An epidemic prediction from analysis of a combined HIV-COVID-19 co-infection model via ABC-fractional operator

Abstract

The whole world is still shaken by the new corona virus and many countries are starting opting for the lockdown again after the first wave that already killed thousands of people. New observations also show that the virus spreads quickly during the cold period closer to winter season. On the other side, the number of new infections decreases considerably during hot period closer to summer time. The geographic structure of our planet is such that when some countries (in a hemisphere) are in their winter season, others in the other hemisphere are in their summer season. However, we have observed in the world some countries undertaking national lockdown during their summer time, which result in their economy to be hugely hit. Other factors, beside the lockdown, have also impacted negatively the socio-economic situation in affected countries. These include, among others, the human immunodeficiency virus (HIV) susceptible to combine to the new corona virus. The new corona virus is indeed recent and many of its effect and impact on the society are still unknown and are still to be uncovered. Hence we use here the of Atangana-Baleanu fractional derivative to mathematically express and analyses a model of HIV disease combined with COVID-19 to assess the pandemic situation in many countries affected, such as South Africa, United Kingdom (UK), China, Spain, United States of America (USA), and Italy. A way to achieve that is to perform stability and bifurcation analysis. It is also possible to investigate in which conditions the combined model contains a forward and a backward bifurcation.
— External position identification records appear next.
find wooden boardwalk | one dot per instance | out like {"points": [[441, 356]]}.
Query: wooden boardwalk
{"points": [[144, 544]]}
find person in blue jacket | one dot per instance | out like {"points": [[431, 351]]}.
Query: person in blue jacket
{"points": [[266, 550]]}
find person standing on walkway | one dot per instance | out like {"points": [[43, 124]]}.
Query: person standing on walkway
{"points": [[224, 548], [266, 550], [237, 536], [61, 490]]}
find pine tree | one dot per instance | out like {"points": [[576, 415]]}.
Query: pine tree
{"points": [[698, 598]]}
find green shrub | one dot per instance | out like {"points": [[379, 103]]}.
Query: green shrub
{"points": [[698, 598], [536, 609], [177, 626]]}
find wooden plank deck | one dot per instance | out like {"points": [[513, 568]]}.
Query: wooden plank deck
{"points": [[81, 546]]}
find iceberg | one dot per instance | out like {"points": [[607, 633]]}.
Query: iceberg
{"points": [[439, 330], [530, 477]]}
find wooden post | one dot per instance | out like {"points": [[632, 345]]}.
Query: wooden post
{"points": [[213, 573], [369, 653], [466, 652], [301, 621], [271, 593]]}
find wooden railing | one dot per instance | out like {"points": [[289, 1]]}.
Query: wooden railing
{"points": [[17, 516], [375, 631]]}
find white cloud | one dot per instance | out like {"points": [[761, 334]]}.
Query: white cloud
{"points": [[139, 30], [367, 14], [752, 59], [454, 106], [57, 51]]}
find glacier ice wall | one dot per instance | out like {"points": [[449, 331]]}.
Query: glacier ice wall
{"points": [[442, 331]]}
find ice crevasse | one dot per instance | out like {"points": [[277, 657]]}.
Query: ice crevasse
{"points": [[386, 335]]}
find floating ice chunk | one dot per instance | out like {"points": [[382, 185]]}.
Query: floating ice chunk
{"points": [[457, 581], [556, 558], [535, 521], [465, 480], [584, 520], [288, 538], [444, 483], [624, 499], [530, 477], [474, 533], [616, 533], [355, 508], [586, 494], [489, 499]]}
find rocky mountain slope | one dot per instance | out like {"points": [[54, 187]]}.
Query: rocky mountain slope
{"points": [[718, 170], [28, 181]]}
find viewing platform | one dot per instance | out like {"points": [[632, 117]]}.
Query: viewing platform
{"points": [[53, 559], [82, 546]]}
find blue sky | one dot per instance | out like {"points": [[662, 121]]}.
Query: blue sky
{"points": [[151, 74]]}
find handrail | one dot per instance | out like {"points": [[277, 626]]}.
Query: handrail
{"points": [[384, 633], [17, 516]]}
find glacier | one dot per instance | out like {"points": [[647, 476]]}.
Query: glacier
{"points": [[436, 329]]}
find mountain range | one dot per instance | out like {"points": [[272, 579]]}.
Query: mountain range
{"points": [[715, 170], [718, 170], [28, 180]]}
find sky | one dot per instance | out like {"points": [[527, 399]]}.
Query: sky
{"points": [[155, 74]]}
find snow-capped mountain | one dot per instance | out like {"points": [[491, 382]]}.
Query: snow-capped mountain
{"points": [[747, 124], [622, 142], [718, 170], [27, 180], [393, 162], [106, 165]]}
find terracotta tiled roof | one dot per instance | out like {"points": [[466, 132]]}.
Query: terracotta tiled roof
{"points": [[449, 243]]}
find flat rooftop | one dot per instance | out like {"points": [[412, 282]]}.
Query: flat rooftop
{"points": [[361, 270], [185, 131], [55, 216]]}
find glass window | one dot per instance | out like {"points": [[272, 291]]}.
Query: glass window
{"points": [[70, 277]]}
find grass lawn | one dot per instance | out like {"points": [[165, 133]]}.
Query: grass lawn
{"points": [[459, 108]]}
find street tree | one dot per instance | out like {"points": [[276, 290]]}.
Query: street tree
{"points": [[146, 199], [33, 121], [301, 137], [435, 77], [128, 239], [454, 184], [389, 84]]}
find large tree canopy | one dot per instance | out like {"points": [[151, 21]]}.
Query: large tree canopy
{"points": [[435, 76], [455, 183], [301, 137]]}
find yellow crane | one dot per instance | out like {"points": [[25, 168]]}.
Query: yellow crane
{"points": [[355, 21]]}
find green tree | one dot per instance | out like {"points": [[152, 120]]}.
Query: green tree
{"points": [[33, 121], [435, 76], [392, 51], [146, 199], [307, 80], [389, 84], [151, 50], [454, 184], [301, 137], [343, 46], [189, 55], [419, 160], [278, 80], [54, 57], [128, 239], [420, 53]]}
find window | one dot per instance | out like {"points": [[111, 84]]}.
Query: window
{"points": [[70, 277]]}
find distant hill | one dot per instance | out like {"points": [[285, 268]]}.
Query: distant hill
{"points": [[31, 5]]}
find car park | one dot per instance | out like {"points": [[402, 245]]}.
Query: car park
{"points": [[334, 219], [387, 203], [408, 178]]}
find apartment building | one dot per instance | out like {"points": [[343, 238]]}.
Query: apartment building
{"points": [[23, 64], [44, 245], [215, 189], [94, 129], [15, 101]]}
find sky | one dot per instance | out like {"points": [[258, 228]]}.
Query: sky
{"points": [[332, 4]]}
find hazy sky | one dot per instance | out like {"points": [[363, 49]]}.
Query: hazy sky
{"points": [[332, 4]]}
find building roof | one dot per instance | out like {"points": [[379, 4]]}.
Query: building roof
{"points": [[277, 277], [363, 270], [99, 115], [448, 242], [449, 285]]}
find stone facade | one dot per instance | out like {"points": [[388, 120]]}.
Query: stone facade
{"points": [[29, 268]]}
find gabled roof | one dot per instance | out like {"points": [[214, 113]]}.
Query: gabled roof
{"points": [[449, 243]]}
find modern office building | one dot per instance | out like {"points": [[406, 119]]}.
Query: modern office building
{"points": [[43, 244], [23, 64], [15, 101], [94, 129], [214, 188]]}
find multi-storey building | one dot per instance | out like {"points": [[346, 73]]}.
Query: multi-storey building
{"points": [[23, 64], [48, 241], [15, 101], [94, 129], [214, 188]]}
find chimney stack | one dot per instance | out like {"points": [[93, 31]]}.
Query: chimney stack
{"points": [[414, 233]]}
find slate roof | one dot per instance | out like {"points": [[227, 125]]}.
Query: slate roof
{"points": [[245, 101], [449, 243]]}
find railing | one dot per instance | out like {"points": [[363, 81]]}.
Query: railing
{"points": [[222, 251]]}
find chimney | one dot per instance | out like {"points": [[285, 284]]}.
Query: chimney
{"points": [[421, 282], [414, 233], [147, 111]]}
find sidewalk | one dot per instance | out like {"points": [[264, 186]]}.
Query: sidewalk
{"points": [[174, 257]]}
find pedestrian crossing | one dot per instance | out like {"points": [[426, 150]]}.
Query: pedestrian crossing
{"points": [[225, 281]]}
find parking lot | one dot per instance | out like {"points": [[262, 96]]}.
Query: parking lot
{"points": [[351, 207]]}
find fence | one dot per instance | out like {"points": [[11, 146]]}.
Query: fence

Moreover, utilizing the techniques of Schaefer and Banach fixed point theorems, existence and uniqueness of solutions of the generalized fractional model were presented. Also, the Atangana-Baleanu fractional (generalized) HIV-COVID-19 con-infection model is solved numerically via well-known and effective numerical scheme and a predicted prevalence for the COVID-19 is provided. The global trend shown by the numerical simulation proves that the disease will stabilize at a later stage when adequate measures are taken.